A deployment could conceivably harden this expansion phase against timing side channels themselves, if the were sufficiently inclined. There are several techniques. For starters, a deployment could ensure that these parameters themselves are constant-length. Alternatively, a deployment could specify an additional variable-length string in the role vector, used to control the ending position relative to the SHA256 buffer.

Constructors

G3PInputRole 

Fields

  • g3pInputRole_roleTags :: Vector ByteString

    This is the least expensive parameter that will vary the secret HMAC key used to generate the final output. Very much analogous to HKDF's initial keying material (ikm) parameter. This is the recommended last call for mixing additional secrets into the output.

newtype G3PInputEcho Source #

Constructors

G3PInputEcho 

Fields

  • g3pInputEcho_echoTag :: ByteString

    the absolute least expensive parameter to vary, if your implementation supports it. Very much analogous to HKDF's info parameter. 0-19 bytes are free. This incurs a cost of one SHA-256 block per output block at 20 bytes and every 64 bytes thereafter.

data G3PSeed Source #

A plain-old-data explicit representation of the intermediate g3pHash computation after the G3PInputBlock and G3PInputArgs have been processed and key stretching has been completed, but before the tweaks have been applied and the final output generated.

If you ever need to serialize or persist a seed, you probably want this.

Intended to be generated by g3pHash_seedInit and consumed by g3pHash_seedFinalize.

Constructors

G3PSeed 

Fields

Instances

Instances details
Eq G3PSeed Source # 
Instance details

Defined in Crypto.G3P

Methods

(==) :: G3PSeed -> G3PSeed -> Bool #

(/=) :: G3PSeed -> G3PSeed -> Bool #

data G3PKey Source #

Instances

Instances details
Eq G3PKey Source # 
Instance details

Defined in Crypto.G3P

Methods

(==) :: G3PKey -> G3PKey -> Bool #

(/=) :: G3PKey -> G3PKey -> Bool #

g3pHash :: G3PInputBlock -> G3PInputArgs -> G3PInputRole -> G3PInputEcho -> Stream ByteString Source #

The Global Password Prehash Protocol (G3P).
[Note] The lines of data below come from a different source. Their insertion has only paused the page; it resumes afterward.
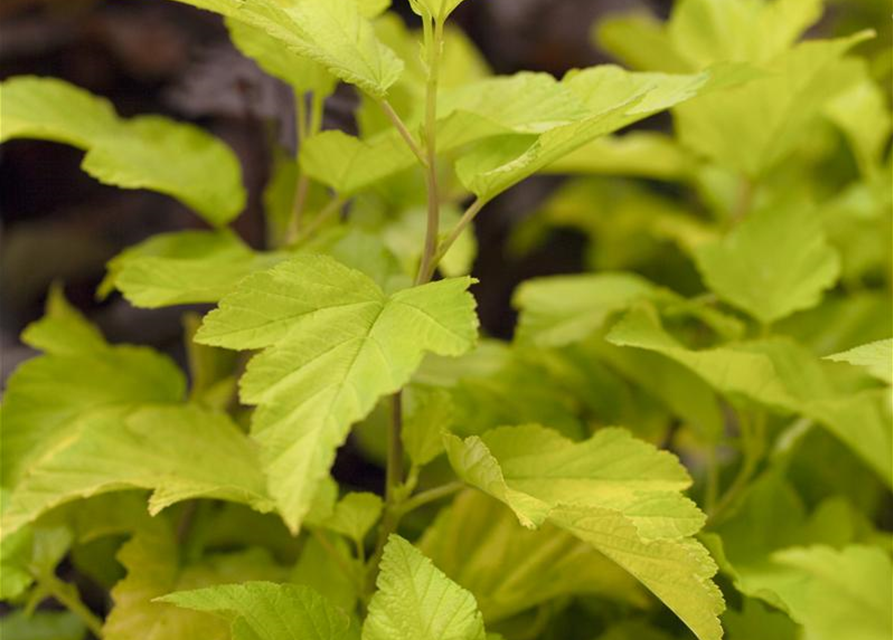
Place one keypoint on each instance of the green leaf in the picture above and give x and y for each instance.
(268, 611)
(876, 357)
(751, 128)
(838, 593)
(119, 423)
(183, 267)
(151, 448)
(416, 601)
(334, 34)
(333, 343)
(618, 494)
(48, 396)
(613, 98)
(302, 73)
(62, 330)
(779, 375)
(427, 413)
(558, 310)
(154, 569)
(478, 543)
(355, 514)
(709, 31)
(42, 625)
(746, 269)
(147, 152)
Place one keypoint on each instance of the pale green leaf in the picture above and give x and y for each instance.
(837, 593)
(154, 569)
(876, 357)
(183, 267)
(751, 128)
(355, 514)
(863, 114)
(747, 270)
(62, 330)
(709, 31)
(640, 42)
(302, 73)
(646, 154)
(416, 601)
(613, 98)
(268, 611)
(47, 396)
(333, 343)
(179, 452)
(781, 376)
(148, 152)
(478, 543)
(558, 310)
(334, 34)
(42, 625)
(427, 413)
(317, 569)
(618, 494)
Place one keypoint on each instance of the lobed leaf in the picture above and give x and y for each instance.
(147, 152)
(618, 494)
(333, 343)
(416, 601)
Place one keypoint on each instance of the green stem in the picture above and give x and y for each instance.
(404, 132)
(435, 46)
(464, 221)
(67, 595)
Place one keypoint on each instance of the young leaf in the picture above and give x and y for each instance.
(613, 99)
(749, 129)
(747, 270)
(335, 34)
(618, 494)
(47, 396)
(427, 413)
(42, 625)
(333, 343)
(355, 514)
(147, 152)
(154, 568)
(779, 375)
(558, 310)
(150, 448)
(416, 601)
(183, 267)
(478, 543)
(876, 357)
(838, 593)
(268, 611)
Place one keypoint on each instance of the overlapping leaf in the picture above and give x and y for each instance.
(618, 494)
(333, 344)
(776, 373)
(751, 128)
(416, 601)
(747, 270)
(154, 569)
(478, 543)
(147, 152)
(89, 417)
(269, 611)
(335, 34)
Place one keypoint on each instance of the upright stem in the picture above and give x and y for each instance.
(394, 474)
(435, 45)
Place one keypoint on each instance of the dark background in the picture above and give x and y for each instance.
(154, 56)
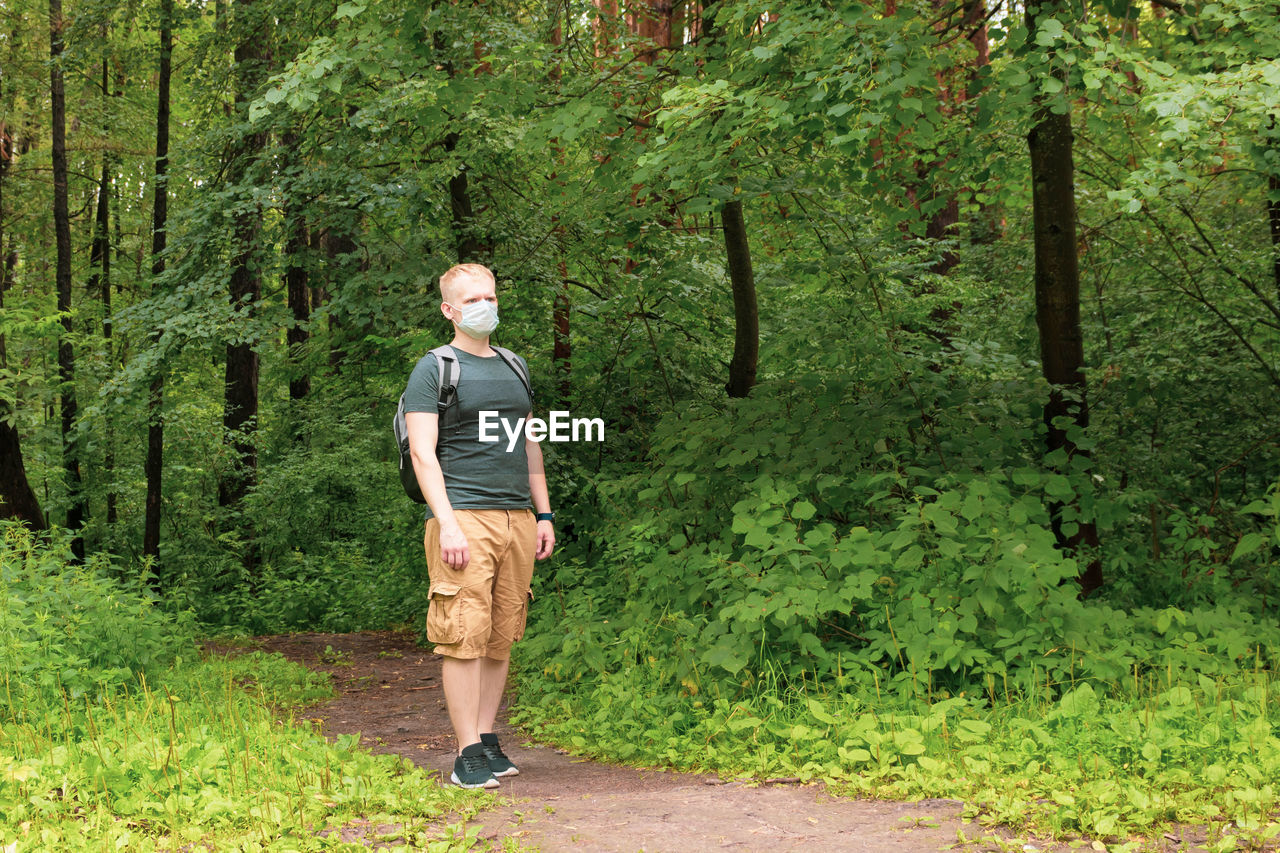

Note that this function is very intentionally implemented in such a way that the following idiom is efficient. It performs the expensive key stretching phase only once.

 let mySeed = g3pHash block args
     myKey0 = mySeed myRole0
     myKey1 = mySeed myRole1
  in [ myKey0 myEcho , myKey0 altEcho, myKey1 myEcho, myKey1 altEcho ]

This expression also only performs 2 output key computations, though this is very fast compared to the stretching applied to the seed. It's still slower than varying only the echo tag. Thus we end up with four cryptographically independent bytestreams.

In the case that you want or need to persist or serialize the intermediate seed, or change the seguid or domain tag before final output expansion, then the plain-old-datatype G3PSeed and its companion functions g3pHash_seedInit and g3pHash_seedFinalize are needed.

g3pHash_seedInit :: G3PInputBlock -> G3PInputArgs -> G3PSeed Source #

This generates a seed, which encapsulates the expensive key-stretching component of g3pHash into a reusable, tweakable cryptographic value. This function is way slower than it's companion, g3pHash_seedFinalize. Broadly comparable to HKDF-Extract, though with key stretching built-in.

g3pHash_keyInit :: G3PInputRole -> G3PSeed -> G3PKey Source #

This consumes a seed and tweaks to produce the final output stream. This function is the output expansion phase of g3pHash. This function is way faster than it's companion g3pHash_seedInit. Broadly comparable to HKDF. Note that this function ignores g3pSeed_seguid in favor of g3pSeed_seguidKey.